Vaughan, whose company partners with both Oracle Marketing Cloud and Datalogix, offered a hypothetical use case for an Oracle-Datalogix combination: If Oracle appends customer and prospect data that resides in Eloqua with Datalogix’s demo-based and behavioral data, and then scouts out lookalike users via BlueKai, “the media cost efficiency and performance has a lot of promise,” he said.
Now that Datalogix is off the market, who else could supply offline-to-online data linkages?
First, the retailers themselves have arguably the purest data because it comes straight from their point-of-sale systems.
Tesco’s data services arm, Dunnhumby (which is rumored also to be up for sale), harnesses Kroger and Tesco data from sales and loyalty card systems. Brick-and-mortars like Walmart wrangle in-store and online intent data, anonymize it and turn it into valuable insights for CPG suppliers who may wish, for example, to sell more soap to mothers in select geographies.
Then, there are measurement mainstays like Nielsen, which through a joint venture with Catalina Marketing develops tools to determine the effect of marketing exposures on sales transactions. Additionally, data providers like IHS Automotive (Polk), helps marketers improve customer loyalty based on auto sales forecasts, vehicle registration and dealer performance data.

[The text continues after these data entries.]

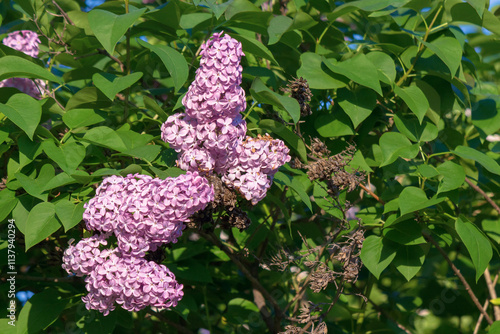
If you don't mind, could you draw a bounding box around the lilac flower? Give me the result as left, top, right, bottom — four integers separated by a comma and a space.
162, 33, 290, 204
82, 253, 184, 315
3, 30, 40, 58
62, 234, 112, 277
0, 30, 46, 99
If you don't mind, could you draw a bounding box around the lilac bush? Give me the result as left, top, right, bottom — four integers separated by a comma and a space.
0, 30, 45, 99
63, 33, 290, 315
162, 32, 290, 205
63, 172, 214, 315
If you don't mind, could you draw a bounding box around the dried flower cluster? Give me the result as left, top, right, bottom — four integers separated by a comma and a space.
0, 30, 45, 99
162, 33, 290, 205
294, 138, 364, 196
281, 77, 312, 116
63, 172, 214, 315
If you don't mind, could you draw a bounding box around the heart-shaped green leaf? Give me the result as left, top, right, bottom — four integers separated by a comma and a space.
0, 94, 42, 140
137, 40, 189, 92
92, 72, 142, 100
337, 88, 377, 128
455, 215, 493, 282
399, 187, 446, 216
360, 235, 397, 279
88, 8, 147, 55
394, 86, 429, 123
0, 56, 60, 82
55, 200, 85, 231
25, 202, 61, 250
43, 140, 85, 175
250, 78, 300, 123
15, 164, 55, 201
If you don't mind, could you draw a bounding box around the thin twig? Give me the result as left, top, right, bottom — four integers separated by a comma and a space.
150, 311, 194, 334
52, 0, 75, 26
365, 296, 412, 334
198, 231, 283, 316
359, 183, 385, 205
6, 275, 84, 284
484, 268, 500, 320
465, 177, 500, 214
472, 299, 490, 334
422, 231, 493, 325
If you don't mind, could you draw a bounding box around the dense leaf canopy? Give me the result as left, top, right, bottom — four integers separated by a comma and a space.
0, 0, 500, 333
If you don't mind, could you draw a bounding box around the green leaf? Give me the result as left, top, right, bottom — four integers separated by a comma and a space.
88, 8, 146, 55
437, 161, 465, 194
168, 260, 212, 283
137, 39, 189, 92
55, 200, 85, 232
314, 110, 355, 138
259, 119, 307, 162
63, 109, 106, 129
15, 164, 55, 201
337, 88, 377, 128
394, 86, 429, 123
0, 56, 61, 82
0, 94, 42, 140
274, 172, 313, 212
481, 219, 500, 244
146, 1, 181, 29
360, 235, 397, 279
393, 113, 439, 142
488, 321, 500, 334
0, 189, 19, 222
366, 51, 396, 86
379, 132, 419, 167
421, 37, 463, 77
482, 10, 500, 35
24, 202, 61, 251
313, 182, 345, 219
66, 87, 112, 111
418, 165, 439, 179
467, 0, 487, 17
142, 95, 168, 122
76, 310, 118, 334
323, 53, 382, 95
225, 0, 261, 20
471, 99, 500, 136
392, 246, 425, 281
224, 298, 259, 323
455, 215, 493, 282
384, 219, 425, 246
297, 52, 348, 89
42, 140, 85, 175
267, 15, 293, 45
83, 126, 161, 162
16, 289, 69, 334
250, 77, 300, 123
230, 34, 279, 65
451, 146, 500, 175
288, 11, 318, 31
399, 187, 445, 216
92, 72, 142, 101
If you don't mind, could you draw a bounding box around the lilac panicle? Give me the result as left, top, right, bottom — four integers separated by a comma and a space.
0, 30, 45, 99
63, 172, 214, 315
162, 33, 290, 204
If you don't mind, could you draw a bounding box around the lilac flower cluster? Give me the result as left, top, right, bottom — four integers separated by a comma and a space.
0, 30, 45, 99
162, 33, 290, 205
63, 172, 214, 315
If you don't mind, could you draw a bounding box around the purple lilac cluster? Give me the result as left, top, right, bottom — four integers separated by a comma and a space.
63, 172, 214, 315
162, 32, 290, 205
0, 30, 45, 99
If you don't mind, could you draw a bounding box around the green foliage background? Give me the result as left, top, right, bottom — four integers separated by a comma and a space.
0, 0, 500, 333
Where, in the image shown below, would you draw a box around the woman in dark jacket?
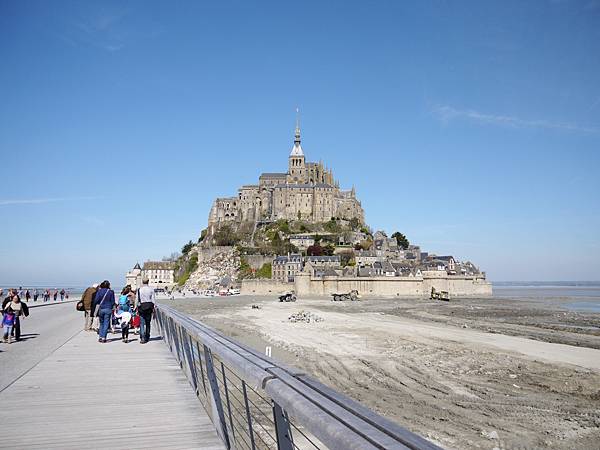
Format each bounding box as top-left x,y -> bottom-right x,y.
94,280 -> 115,342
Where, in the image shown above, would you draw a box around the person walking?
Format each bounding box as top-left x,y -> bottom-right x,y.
137,278 -> 155,344
95,280 -> 115,343
81,283 -> 98,331
116,284 -> 132,343
2,290 -> 29,341
2,305 -> 17,344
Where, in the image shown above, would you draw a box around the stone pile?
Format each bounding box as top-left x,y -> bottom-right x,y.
288,311 -> 325,323
184,250 -> 240,289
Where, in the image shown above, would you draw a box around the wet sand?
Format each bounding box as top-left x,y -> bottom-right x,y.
169,296 -> 600,449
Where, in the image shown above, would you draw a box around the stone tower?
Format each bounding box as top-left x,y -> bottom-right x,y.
288,110 -> 306,184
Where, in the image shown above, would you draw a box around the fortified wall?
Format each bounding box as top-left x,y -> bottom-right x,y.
242,271 -> 492,298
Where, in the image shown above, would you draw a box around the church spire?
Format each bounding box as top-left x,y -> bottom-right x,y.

The ability to connect online advertising with offline commerce – and vice versa – is a tremendous and in-demand capability. It’s why Dunnhumby dropped about $200 million on digital retargeting specialist Sociomantic in April, and why Google now ties AdWords campaigns to in-store conversions.
“Anyone who has a real source of transaction data (like Dunnhumby, Polk or Nielsen Catalina) suddenly becomes more interesting,” particularly if Oracle sunsets the Datalogix brand or insulates its capabilities, said Martin Kihn, research director at Gartner. He added that Apple Pay, should it take off, could be a data source alongside credit card companies with their wealth of first-party transactional data.